“No se trata de estar en contra de la felicidad. Se trata de estar en contra del mandato de ser feliz”. Sara Ahmed escribió La promesa de la felicidad como quien lanza una piedra contra el espejo pulido del optimismo obligatorio. Feliz día, el nuevo espectáculo de Los Sutottos, parece recoger esa piedra y jugar con sus astillas. Con su característico humor absurdo, la obra no se burla de la felicidad, sino de su imposición: esa exigencia de alegría constante que convierte la vida en una competencia emocional y la incomodidad en una falla personal.
Dos hermanos mellizos cumplen 40 años. Viven con su madre, repiten frases motivacionales, se desean felicidad a los gritos. El problema no es que no lo consigan. El problema es que tienen que lograrlo sí o sí. En una escena cargada de patetismo hilarante, el deseo se vuelve mandato, y la sonrisa, un gesto tenso, casi doloroso. Porque en el universo de Los Sutottos, la alegría está reglamentada, organizada, protocolarizada. El resultado es brillante: una crítica feroz —y profundamente contemporánea— al imperativo de bienestar disfrazada de comedia absurda. Una risa que incomoda, porque del otro lado del chiste está la exigencia real de ser felices, cueste lo que cueste.
Como en otras de sus obras, Caminos y Sztryk exageran lo cotidiano hasta que se vuelve ridículo. Pero detrás del ridículo aparece lo verdadero. La obra funciona como una radiografía absurda —y dolorosamente lúcida— del imperativo de la alegría. “Sé feliz”, “Sonreí”, “Vibrá alto”: las frases que inundan tazas, posteos y agendas configuran el nuevo catecismo de una época que no tolera el malestar.

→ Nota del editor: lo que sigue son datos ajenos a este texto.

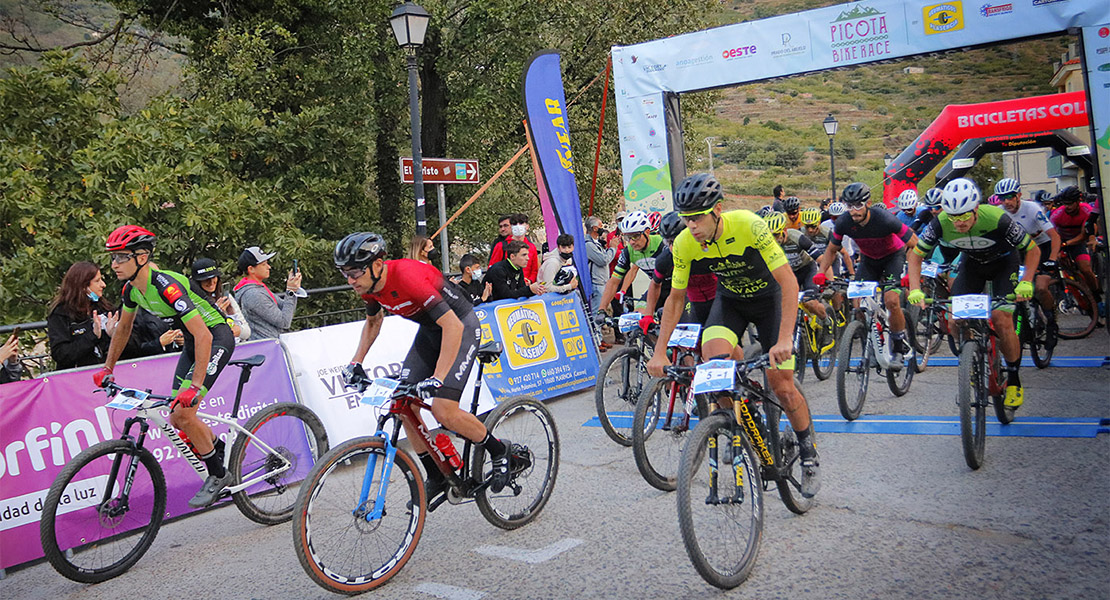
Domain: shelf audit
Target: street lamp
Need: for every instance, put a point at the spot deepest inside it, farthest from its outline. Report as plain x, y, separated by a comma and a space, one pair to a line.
830, 123
410, 23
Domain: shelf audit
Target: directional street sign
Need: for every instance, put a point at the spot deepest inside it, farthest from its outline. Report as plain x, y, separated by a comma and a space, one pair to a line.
442, 170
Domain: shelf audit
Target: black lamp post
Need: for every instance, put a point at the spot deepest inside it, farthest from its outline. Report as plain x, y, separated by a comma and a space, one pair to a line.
410, 23
830, 123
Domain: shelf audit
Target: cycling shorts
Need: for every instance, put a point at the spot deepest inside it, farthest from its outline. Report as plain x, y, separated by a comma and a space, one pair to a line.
420, 363
729, 318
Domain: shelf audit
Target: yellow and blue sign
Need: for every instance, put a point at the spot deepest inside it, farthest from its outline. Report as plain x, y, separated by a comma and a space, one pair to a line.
546, 346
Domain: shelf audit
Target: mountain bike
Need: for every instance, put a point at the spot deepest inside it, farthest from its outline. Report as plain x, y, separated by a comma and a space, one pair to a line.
107, 505
623, 377
730, 458
361, 511
866, 345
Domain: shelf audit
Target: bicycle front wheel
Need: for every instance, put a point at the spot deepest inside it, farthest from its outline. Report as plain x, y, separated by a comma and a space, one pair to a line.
972, 399
90, 531
719, 501
534, 465
343, 543
622, 380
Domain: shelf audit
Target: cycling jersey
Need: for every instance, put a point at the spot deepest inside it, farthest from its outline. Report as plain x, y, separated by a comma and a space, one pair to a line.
170, 294
880, 236
645, 258
992, 236
743, 257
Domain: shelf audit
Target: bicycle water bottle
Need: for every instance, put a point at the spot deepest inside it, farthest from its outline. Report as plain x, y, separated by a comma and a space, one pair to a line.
443, 443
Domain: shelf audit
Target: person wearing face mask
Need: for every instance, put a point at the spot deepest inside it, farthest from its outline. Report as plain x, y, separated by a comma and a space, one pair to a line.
520, 223
81, 322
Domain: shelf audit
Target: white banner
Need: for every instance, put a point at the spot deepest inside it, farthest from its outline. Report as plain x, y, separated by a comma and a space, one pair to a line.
316, 357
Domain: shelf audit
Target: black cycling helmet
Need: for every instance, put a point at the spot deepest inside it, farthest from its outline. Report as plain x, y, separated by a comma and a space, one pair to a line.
856, 192
672, 225
697, 194
360, 250
1069, 194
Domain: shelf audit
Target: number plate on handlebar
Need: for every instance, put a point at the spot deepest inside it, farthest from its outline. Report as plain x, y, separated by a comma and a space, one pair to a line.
128, 399
380, 393
715, 376
861, 290
971, 306
628, 322
685, 335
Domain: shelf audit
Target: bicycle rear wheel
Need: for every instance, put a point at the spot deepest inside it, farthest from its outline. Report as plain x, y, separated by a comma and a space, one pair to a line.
84, 512
851, 378
972, 400
295, 434
340, 546
530, 427
719, 511
623, 378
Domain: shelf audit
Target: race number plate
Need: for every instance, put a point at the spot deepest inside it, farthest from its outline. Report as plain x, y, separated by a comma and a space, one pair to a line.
714, 376
971, 306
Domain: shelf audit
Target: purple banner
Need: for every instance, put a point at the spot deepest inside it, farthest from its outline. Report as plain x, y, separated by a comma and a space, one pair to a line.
44, 423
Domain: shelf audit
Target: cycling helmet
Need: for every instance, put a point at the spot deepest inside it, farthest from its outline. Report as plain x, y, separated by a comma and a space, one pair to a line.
907, 200
1068, 195
360, 250
932, 197
672, 225
810, 216
856, 192
637, 222
130, 237
697, 193
776, 222
1008, 185
961, 195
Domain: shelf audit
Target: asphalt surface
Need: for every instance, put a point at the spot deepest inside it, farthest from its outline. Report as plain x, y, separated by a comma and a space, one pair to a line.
900, 516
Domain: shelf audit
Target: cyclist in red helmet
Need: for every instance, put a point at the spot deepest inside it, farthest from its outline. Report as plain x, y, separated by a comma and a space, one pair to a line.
209, 342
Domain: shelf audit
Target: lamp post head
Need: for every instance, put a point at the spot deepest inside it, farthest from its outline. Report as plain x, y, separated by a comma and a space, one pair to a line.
410, 24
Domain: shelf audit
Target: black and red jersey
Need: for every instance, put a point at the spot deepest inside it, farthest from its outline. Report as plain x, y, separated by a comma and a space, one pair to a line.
417, 292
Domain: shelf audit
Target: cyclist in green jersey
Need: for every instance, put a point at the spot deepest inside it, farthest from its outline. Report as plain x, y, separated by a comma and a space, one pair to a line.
209, 342
755, 284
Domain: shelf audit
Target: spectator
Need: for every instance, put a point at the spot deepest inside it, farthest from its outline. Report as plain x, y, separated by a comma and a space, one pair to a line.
505, 278
268, 315
471, 282
208, 278
81, 322
599, 253
520, 233
557, 273
11, 369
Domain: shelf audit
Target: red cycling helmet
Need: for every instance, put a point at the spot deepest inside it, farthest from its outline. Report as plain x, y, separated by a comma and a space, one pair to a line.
129, 237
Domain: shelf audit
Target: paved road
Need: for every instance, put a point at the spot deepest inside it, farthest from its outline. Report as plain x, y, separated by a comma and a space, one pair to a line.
900, 516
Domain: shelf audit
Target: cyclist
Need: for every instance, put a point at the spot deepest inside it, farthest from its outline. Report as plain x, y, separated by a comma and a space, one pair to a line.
988, 239
442, 353
209, 342
883, 242
1032, 219
641, 251
755, 285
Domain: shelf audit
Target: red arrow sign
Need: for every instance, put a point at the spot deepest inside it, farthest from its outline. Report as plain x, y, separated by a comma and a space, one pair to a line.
442, 170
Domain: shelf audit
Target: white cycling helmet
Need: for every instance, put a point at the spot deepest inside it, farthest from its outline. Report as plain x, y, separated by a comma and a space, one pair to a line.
1008, 185
961, 195
907, 200
636, 222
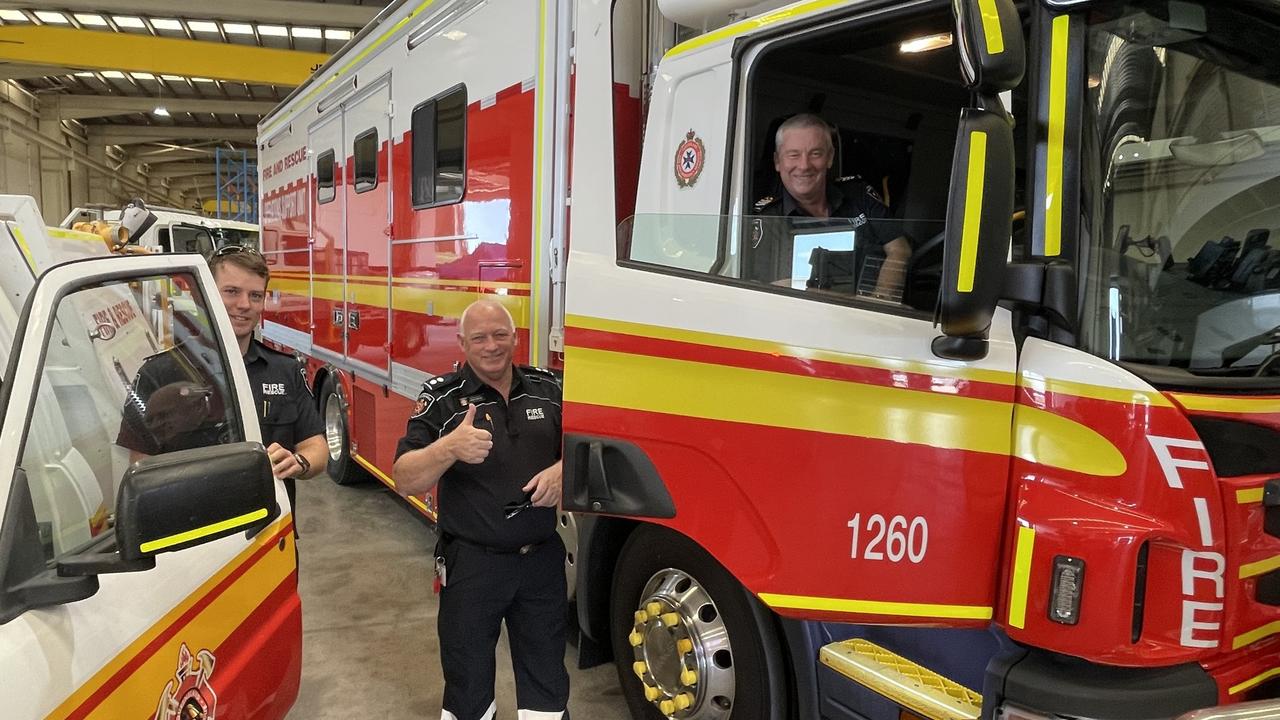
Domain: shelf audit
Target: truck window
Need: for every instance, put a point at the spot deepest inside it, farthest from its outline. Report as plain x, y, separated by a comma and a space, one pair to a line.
325, 191
888, 96
365, 151
439, 149
113, 387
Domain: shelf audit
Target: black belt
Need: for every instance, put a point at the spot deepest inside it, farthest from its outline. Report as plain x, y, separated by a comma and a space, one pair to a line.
522, 550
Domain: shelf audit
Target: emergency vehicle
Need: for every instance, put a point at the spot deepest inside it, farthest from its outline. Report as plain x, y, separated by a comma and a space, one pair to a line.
158, 587
1036, 478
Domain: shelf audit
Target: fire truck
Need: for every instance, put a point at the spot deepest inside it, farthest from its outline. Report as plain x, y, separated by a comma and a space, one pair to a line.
1037, 475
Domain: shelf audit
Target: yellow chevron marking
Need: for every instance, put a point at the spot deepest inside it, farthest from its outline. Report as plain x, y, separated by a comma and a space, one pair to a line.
768, 347
714, 392
877, 607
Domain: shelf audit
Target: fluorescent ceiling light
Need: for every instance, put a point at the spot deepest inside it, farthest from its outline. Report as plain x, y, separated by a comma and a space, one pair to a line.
926, 42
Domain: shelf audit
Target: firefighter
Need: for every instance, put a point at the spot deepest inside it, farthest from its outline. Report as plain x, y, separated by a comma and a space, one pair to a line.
490, 434
183, 402
803, 159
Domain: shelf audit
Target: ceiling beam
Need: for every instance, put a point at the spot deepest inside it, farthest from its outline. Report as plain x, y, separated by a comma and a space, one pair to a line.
152, 158
78, 106
135, 135
182, 169
23, 71
97, 50
286, 12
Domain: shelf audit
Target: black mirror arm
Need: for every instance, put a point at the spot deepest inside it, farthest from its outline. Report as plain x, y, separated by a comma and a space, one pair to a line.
101, 564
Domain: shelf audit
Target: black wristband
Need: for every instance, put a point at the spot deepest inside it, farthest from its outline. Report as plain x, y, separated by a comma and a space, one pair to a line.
302, 460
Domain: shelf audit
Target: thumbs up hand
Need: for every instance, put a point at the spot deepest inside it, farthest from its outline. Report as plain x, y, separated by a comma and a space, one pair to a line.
467, 442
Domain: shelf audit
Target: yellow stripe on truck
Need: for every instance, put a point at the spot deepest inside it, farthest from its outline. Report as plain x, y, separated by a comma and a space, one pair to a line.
211, 529
714, 392
1022, 577
208, 629
991, 27
876, 607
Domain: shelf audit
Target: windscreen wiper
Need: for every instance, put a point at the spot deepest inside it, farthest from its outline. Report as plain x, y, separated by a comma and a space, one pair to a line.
1234, 352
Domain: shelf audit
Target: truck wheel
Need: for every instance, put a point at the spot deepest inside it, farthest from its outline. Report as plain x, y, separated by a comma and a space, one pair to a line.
690, 642
342, 466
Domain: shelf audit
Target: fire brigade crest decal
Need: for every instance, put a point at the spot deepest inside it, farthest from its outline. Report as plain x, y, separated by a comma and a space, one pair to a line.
689, 159
188, 696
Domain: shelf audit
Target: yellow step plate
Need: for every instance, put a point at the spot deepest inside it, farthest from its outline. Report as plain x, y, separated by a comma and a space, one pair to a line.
915, 688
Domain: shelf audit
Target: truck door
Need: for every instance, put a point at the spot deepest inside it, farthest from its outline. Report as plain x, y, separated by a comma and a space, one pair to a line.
366, 139
328, 226
91, 629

Pero ¿qué pasa cuando estar triste se vuelve un fracaso? ¿Qué hacemos con el cansancio, la angustia, el desencanto? ¿Dónde ponemos todo eso que no vibra alto?
Retomando las hermosas palabras de Ahmed, para la autora el mandato de la felicidad funciona como un dispositivo de control: orienta nuestras vidas, define lo que vale la pena, margina lo que incomoda. En Feliz día, esa promesa se revela imposible. Y eso es, quizás, lo más radical de la obra: que se anima a poner en escena el fracaso de un ideal que nos persigue todo el tiempo. Porque ¿qué se espera de un cumpleaños si no es alegría? ¿Qué pasa si ese día no queremos brindar, ni cantar, ni fingir entusiasmo?
Los Sutottos no caricaturizan: exageran para señalar. Su estilo —afinado a lo largo de veinte años de trayectoria— combina el gag físico con una dramaturgia precisa que sabe dónde incomodar. La risa que provocan no anestesia, sino que deja una huella. Porque nos reímos de esos dos hermanos en crisis, pero también nos reconocemos: en la contradicción entre lo que queremos y lo que debemos querer, en la ansiedad por no arruinar el momento, en esa frase de consuelo que se convierte en mandato.
En este paisaje, la figura de la madre funciona como un personaje tan amoroso como opresivo. Es la que sostiene la casa, pero también el ideal imposible de armonía familiar. No es casual que vivan con ella: es una infancia prolongada, una madurez negada, un lugar donde el deseo no termina de emanciparse. Todo intento de alegría está contaminado por el deber de estar bien.
La escenografía simple, casi doméstica, refuerza esa atmósfera de encierro emocional. No hay escape: la felicidad tiene que ocurrir ahí, entre tortas, papel picado y discursos forzados. Y si no ocurre, entonces hay que fingirla. Porque no se trata de sentir, sino de performar. Feliz día exhibe ese performance, la desarma, la vuelve grotesca. Y en ese gesto, nos da permiso para pensar otra cosa.
Estamos frente a una fiesta fallida. Pero en ese fracaso hay una forma de verdad que desarma. Porque muestra que no siempre se puede. Que está bien no estar bien. Y que, en un mundo obsesionado con vibrar alto, a veces la risa más genuina nace del reconocimiento de nuestra propia incomodidad.